My outlines are not set in stone. Nor should yours be. Often I’ve outlined a short story to realize as I was writing it the outline would be more suitable for a tale of over 3000 words, way too long for most competitions. In a sense I’ve not been sorry about this as it makes me re-evaluate my outline and story and make it sharper, tighter, bring it down to the bare bones as most short stories are around the 1500 to 2000 word mark so they have to be to the point. But the biggest advantage of an outline is you can work out ideas first rather than start writing a tale and find you run out of steam. I also don’t allow myself too long to do the outline. A couple of sessions to work it out and then I get writing… Outlines are there to help you write the tale, not to help you procrastinate (and there are so many fascinating writing blogs and books that can keep you away from what you should be doing - write!).

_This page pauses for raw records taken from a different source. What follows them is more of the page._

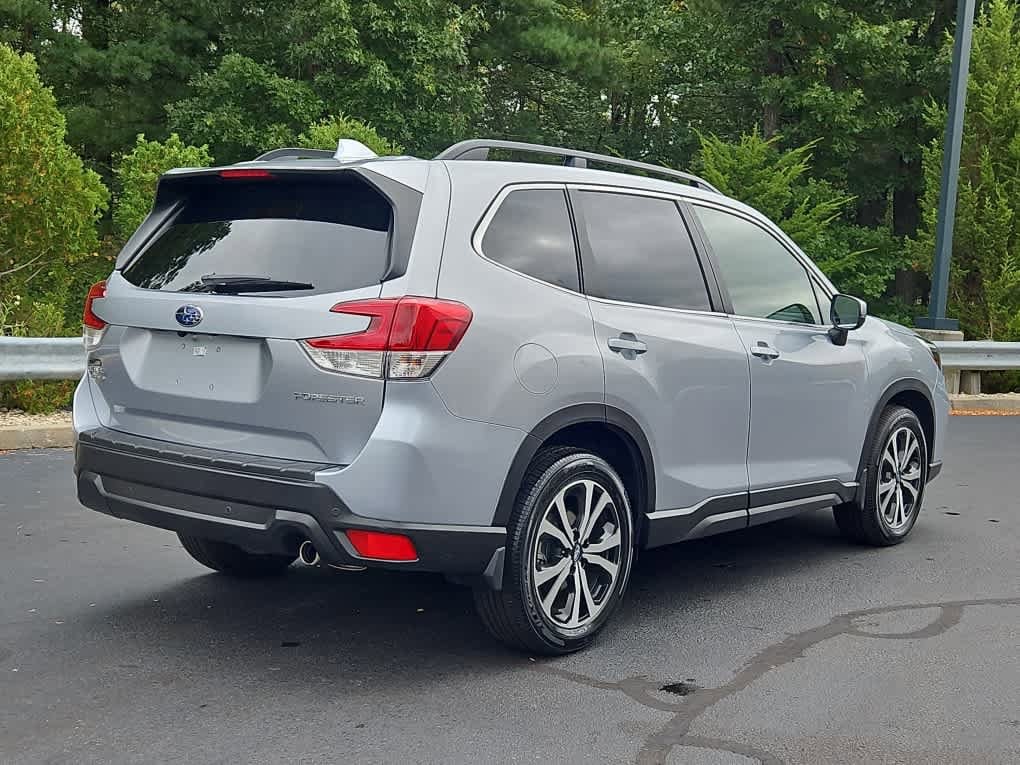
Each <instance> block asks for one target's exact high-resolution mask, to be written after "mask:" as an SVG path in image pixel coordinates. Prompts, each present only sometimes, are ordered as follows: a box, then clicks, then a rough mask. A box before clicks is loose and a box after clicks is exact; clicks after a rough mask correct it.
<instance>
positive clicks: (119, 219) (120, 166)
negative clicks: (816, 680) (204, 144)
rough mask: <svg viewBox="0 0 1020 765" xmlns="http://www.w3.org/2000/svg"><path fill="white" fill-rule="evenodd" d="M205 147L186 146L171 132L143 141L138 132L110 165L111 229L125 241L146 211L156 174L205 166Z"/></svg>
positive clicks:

Keeping Copies and Records
Keep a copy of all you send out. Never send precious originals (this is even more pertinent for artwork and photos). Items getting lost, postal strikes and spilled coffees happen! Keep a record of what you send where and results. Useful for accountancy purposes and to make sure you don’t send the same story to the same person twice (unless, of course, they’ve asked you to resubmit it, highly unlikely). Also I’ve found using the Mslexia diary helpful – for one thing I’ve been overcome with the urge to fill the blank pages and the only way to do that is to get work out there. The more work out, the greater the chances of success but it then becomes more vital to be able to track what you’ve sent where.
Reading Your Work
Read your work out loud (to yourself, a friend, a recording device) Vital for poetry, it’s also useful for prose, particularly dialogue. If you trip over words so will your readers and then it’s time for the editing pen again!